The notes had more than $21 million in reported volume heading into the market close.

Level 3 priced an upsized $1.2 billion issue of the 4¼% notes at par on Wednesday.

Hertz in focus

Hertz’s junk bonds were in focus on Friday with the capital structure jumping several points after the company received bankruptcy court approval to sell up to $1 billion in shares through at-the-market transactions.

Hertz’s 6¼% senior notes due 2022 were among the most actively traded issues in the secondary space.

The notes jumped 9 points to trade at 45¼.

There was more than $44 million on the tape by the late afternoon.

Hertz’s 6% notes due 2028 were up 8¼ points to 44 with more than $10.5 million on the tape, according to a market source.

Its 5½% notes due 2024 were up 6¼ points to 42¼ with more than $13 million in reported volume.

Hertz requested the share sale to raise capital for the benefit of its debtors’ estates, Prospect News reported.

Hertz stock has experienced a head-scratching rally over the past week.

Stock went from 56 cents a share after the company filed for bankruptcy in late May to a closing price of $5.53 on June 8. Stock closed June 12 at $2.83.

The run-up in stock was attributed to buying from traders using the online trading platform Robinhood.

Robinhood accounts that owned Hertz shares quadrupled from 45,000 accounts to 160,000 accounts post-bankruptcy, Business Insider reported.

$120 million Thursday inflows

The dedicated high-yield bond funds had $120 million of daily net inflows on Thursday, the most recent session for which data was available at press time, according to a market source.

Actively managed funds saw a hefty $760 million of inflows on the day.

However high-yield ETFs were deeply negative on Thursday, sustaining $640 million of outflows on the day, the source said.

News of Thursday's daily fund flows follows a Thursday report that the combined funds had $5.122 billion of net inflows in the week to the Wednesday, June 10 close, according to Lipper US Fund Flows.

It was the fifth highest weekly inflow on record, the market source said, and noted that all five of the largest weekly inflows on record – and six of the seven largest – have been seen during the past 11 weeks.

The largest weekly inflow on record was the $7.66 billion inflow for the week to April 15.

Indexes gain

Indexes saw nominal gains on Friday, recouping some losses from Thursday’s sell-off.

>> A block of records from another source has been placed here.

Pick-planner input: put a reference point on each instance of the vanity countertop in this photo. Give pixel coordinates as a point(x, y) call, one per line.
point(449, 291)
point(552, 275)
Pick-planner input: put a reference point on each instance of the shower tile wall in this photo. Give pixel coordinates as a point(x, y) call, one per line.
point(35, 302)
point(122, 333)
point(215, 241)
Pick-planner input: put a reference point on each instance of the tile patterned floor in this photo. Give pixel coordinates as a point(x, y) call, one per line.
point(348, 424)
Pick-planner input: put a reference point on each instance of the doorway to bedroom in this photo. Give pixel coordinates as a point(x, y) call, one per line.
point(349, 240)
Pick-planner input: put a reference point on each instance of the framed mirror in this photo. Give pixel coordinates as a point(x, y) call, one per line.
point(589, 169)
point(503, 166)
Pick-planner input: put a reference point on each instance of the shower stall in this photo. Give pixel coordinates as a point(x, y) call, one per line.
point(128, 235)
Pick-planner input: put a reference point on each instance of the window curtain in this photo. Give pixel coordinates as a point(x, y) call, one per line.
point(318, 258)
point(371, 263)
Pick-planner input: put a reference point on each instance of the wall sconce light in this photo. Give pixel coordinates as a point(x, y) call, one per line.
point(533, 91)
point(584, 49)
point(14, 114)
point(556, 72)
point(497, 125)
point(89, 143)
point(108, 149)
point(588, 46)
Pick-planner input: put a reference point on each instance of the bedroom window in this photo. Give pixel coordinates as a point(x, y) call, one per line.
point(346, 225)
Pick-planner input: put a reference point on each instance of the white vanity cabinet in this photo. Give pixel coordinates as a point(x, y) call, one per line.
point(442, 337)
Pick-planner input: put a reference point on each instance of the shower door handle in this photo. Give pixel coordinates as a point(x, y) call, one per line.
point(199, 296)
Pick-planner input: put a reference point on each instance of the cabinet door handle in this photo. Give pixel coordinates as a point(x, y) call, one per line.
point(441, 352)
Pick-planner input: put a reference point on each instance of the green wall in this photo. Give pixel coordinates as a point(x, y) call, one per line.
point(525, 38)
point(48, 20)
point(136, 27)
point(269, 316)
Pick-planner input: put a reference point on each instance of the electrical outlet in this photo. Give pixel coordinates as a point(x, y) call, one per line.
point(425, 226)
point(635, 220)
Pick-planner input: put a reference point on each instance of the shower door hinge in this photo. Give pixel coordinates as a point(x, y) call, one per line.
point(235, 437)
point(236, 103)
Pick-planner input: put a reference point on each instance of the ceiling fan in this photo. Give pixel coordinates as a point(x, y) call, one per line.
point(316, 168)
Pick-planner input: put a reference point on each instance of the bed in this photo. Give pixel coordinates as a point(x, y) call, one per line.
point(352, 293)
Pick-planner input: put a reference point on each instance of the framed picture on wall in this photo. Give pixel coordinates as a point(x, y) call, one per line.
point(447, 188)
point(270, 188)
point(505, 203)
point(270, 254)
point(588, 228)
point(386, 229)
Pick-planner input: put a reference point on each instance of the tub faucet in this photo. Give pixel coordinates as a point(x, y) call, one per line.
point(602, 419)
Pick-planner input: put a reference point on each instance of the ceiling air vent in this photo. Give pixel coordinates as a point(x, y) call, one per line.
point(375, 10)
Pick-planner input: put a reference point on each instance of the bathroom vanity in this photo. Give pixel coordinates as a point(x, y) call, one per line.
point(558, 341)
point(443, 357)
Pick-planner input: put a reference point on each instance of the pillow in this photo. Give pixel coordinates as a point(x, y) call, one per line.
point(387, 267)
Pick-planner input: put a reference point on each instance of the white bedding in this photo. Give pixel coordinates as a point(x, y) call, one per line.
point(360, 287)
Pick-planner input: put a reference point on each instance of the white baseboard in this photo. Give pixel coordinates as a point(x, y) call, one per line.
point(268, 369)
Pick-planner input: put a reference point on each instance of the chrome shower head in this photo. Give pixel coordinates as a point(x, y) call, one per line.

The KDP High Yield Daily index gained 3 bps to close Friday at 65.89 with the yield now 6.33%. The index dropped 88 bps on Thursday, 21 bps on Wednesday and 17 bps on Tuesday after a 32 bps gain on Monday.

The index posted a cumulative loss of 91 bps on the week.

The ICE BofAML US High Yield index gained 27.5 bps with the year-to-date return now negative 4.043%. The index dropped 143.1 on Thursday, was down 24.3 bps on Wednesday and 34.6 bps on Tuesday.

The CDX High Yield 30 index gained 74 bps to close Friday at 100.57. The index plummeted 231 bps on Thursday after a 50 bps gain on Wednesday.